We are really good at service. We are good at raising money for world hunger and malaria, contributing to the food bank and the homeless shelter, doing projects for victims of domestic violence and child abuse. We'll "show our stuff" in those areas this Sunday, when we do our "God's work. Our hands." Sunday work in the community. That is important work, and I am glad we are doing it. It helps the community and it gives us a bit of visibility, which as "shy Lutherans" we often avoid.
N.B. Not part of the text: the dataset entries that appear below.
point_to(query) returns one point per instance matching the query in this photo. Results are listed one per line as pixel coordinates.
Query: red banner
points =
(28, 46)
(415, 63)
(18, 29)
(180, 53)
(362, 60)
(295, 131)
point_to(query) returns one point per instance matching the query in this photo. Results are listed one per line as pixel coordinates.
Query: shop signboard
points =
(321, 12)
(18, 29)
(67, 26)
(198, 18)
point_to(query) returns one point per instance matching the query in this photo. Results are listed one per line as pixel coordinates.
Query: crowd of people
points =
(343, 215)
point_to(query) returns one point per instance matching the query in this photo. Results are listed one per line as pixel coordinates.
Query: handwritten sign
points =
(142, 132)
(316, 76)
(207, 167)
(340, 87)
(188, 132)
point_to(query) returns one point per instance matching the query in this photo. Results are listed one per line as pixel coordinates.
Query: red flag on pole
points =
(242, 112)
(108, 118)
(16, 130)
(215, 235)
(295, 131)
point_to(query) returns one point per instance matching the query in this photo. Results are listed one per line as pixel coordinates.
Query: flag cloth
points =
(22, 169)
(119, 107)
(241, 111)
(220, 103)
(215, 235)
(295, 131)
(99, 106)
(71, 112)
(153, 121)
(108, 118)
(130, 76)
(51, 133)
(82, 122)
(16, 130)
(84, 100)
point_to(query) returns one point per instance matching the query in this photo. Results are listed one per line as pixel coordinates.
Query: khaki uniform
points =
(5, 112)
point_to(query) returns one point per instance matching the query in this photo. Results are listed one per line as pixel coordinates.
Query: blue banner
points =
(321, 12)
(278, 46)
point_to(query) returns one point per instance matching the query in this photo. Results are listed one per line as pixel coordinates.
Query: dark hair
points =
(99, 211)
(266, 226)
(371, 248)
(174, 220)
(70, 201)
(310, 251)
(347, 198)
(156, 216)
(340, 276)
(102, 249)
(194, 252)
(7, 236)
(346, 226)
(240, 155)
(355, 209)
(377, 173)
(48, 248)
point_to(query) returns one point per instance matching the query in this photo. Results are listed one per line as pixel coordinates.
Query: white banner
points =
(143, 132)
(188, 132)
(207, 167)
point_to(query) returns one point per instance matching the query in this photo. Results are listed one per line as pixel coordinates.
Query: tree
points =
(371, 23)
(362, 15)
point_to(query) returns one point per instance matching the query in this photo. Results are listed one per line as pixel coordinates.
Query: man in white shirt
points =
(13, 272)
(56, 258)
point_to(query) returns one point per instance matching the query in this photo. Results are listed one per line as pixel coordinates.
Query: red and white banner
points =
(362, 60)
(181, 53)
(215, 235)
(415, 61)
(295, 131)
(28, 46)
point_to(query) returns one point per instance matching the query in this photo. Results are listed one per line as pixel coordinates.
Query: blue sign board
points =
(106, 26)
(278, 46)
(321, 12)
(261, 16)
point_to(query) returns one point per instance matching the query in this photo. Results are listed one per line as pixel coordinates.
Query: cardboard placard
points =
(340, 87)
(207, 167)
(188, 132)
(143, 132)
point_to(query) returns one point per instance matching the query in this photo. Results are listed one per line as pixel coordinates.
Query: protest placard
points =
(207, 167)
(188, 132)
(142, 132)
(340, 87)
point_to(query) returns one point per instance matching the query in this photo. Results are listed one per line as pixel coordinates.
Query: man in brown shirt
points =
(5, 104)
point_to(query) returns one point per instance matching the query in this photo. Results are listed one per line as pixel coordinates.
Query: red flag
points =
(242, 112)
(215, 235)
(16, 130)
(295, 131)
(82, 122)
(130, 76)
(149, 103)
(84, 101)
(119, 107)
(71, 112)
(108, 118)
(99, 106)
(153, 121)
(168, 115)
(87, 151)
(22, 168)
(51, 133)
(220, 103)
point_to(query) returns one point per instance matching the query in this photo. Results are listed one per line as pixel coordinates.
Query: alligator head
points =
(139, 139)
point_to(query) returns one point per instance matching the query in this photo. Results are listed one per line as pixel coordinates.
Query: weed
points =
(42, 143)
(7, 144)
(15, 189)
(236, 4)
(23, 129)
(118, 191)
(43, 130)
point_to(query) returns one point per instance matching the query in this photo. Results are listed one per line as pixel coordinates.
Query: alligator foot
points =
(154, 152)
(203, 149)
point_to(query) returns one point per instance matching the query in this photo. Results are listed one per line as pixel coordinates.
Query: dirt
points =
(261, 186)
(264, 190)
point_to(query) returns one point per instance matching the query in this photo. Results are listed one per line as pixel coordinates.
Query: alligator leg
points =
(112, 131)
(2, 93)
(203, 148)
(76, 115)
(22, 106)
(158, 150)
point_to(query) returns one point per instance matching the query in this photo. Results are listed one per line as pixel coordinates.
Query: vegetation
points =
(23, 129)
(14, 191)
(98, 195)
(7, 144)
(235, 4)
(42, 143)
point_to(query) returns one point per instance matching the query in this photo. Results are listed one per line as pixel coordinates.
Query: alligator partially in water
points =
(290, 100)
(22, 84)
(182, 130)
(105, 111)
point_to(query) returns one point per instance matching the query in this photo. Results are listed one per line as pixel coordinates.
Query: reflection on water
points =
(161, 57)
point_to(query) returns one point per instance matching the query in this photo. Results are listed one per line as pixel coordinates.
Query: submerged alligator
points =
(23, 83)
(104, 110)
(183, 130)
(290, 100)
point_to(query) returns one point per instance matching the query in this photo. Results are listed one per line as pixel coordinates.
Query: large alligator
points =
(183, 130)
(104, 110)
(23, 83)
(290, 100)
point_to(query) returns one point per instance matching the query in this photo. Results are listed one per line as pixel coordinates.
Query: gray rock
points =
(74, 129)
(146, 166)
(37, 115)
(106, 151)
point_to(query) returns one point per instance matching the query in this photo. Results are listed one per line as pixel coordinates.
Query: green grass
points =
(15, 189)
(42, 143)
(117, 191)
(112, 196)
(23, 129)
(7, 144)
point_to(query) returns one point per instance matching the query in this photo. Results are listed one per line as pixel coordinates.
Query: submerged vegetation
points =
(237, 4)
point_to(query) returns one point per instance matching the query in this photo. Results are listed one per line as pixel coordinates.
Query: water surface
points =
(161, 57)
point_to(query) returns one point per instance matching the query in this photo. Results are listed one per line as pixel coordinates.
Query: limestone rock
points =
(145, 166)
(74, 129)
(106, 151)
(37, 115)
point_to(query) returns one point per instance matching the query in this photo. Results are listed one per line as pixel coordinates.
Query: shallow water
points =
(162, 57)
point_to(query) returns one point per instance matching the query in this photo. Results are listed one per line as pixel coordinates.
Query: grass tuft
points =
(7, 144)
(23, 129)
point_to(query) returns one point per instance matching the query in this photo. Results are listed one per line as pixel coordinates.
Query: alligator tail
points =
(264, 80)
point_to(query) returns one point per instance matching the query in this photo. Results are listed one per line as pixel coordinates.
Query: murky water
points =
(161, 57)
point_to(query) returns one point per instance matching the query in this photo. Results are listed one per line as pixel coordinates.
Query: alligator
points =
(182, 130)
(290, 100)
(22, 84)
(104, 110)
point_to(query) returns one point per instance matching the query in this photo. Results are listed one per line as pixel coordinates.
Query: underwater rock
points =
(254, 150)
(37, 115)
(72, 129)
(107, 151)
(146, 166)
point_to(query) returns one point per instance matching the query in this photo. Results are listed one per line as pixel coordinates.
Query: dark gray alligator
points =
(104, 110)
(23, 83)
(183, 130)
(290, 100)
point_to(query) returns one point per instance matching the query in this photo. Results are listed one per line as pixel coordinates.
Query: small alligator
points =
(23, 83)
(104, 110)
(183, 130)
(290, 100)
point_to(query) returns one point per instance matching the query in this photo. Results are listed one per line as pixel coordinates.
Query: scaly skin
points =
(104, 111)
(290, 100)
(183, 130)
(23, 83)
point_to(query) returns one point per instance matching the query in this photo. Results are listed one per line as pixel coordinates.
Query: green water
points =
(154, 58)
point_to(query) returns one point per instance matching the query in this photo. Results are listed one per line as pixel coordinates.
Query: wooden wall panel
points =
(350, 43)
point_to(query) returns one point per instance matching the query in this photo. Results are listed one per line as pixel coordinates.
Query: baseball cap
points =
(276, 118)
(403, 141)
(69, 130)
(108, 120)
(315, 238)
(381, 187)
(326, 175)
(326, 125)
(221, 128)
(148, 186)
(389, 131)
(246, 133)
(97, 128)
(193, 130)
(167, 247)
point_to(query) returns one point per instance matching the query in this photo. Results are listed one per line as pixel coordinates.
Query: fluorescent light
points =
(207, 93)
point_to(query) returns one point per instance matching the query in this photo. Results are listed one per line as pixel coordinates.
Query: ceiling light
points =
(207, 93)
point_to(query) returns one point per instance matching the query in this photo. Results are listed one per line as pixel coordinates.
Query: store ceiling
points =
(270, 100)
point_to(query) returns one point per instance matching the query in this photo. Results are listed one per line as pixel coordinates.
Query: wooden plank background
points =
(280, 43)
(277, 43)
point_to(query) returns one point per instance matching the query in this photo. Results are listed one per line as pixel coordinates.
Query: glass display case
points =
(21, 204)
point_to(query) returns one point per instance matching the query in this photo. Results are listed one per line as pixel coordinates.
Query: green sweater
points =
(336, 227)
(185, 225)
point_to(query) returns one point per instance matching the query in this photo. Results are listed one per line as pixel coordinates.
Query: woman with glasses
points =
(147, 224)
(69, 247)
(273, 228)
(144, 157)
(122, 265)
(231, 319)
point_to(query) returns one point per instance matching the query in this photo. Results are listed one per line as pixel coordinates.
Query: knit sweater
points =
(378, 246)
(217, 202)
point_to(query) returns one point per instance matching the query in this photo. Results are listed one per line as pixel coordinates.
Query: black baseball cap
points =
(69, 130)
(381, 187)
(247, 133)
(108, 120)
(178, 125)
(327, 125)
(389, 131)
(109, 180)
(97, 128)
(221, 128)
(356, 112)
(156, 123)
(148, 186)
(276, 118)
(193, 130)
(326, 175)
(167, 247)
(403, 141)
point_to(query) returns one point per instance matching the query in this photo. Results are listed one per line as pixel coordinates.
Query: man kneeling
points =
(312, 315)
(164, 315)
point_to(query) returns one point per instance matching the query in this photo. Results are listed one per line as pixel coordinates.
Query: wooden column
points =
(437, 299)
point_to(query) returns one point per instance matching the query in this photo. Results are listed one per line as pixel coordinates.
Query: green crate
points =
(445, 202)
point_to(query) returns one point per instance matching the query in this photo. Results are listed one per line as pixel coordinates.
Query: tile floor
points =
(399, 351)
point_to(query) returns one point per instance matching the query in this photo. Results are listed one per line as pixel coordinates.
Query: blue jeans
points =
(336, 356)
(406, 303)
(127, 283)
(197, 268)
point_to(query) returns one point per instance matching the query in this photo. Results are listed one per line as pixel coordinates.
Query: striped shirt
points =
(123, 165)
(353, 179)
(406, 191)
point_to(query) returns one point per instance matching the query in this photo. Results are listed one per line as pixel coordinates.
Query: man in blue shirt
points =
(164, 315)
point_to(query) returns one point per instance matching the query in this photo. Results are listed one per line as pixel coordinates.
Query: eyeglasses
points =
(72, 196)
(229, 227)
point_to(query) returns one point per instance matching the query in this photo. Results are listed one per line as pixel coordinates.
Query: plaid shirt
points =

But service isn't the same as engagement. Sara Miles, in her book Take this Bread, tells of a San Francisco church that took very seriously the feeding of the hungry. But what they missed was that these were not simply clients to be serviced, they were living, breathing human beings, as hungry for spiritual nurture and dignity as they were for food. In their efforts not to be coercive and not to impose their faith as a condition for the food, the congregation missed out on authentic engagement with their guests. Even to distinguish between the "hosts" and the "guests" misses the point. It is not "our" church, into which we invite "them." It is God's church, into which God invites all of us.
So, what if we were to expand the conversation into the political sphere? What if we were to ask the question of our policy on refugees and immigrants-who is welcome? And why? Last summer we saw a crisis of refugees crossing our southern border from Central America. Thousands of unaccompanied minors risked their lives to come into the United States, because their lives at home were even more desperate. Frantic parents sent children northward to avoid the death squads in their countries. Lutherans were there to welcome the children, to advocate for them, and to provide for physical and emotional needs. But the overwhelming response of politicians was not particularly welcoming.
Now we are watching in amazement as thousands of refugees from the Middle East and Africa venture into the Mediterranean and across the borders into Europe, seeking a place where they can be safe. Europe had been unprepared for such an influx, and many countries are being less than welcoming. Germany has taken the lead, offering to take in half a million refugees a year. The United States has thus far taken in 2500 refugees from Syria. We are a nation of immigrants. Most of us have ancestors who came from elsewhere. (The native Americans, of course, were already here, and were not asked to take a vote on whether to let the rest of us in.)
There are many things we can do for the world's refugees. Lutheran Immigration and Refugee Service is a great source of information and resources. We can pray. We can make donations. We can support relief efforts. We can advocate with our government to be more open to Syrian refugees (and others.) And we can open our hearts. We can delve deeply into all the meanings of hospitality. And we can struggle to embody "All are welcome."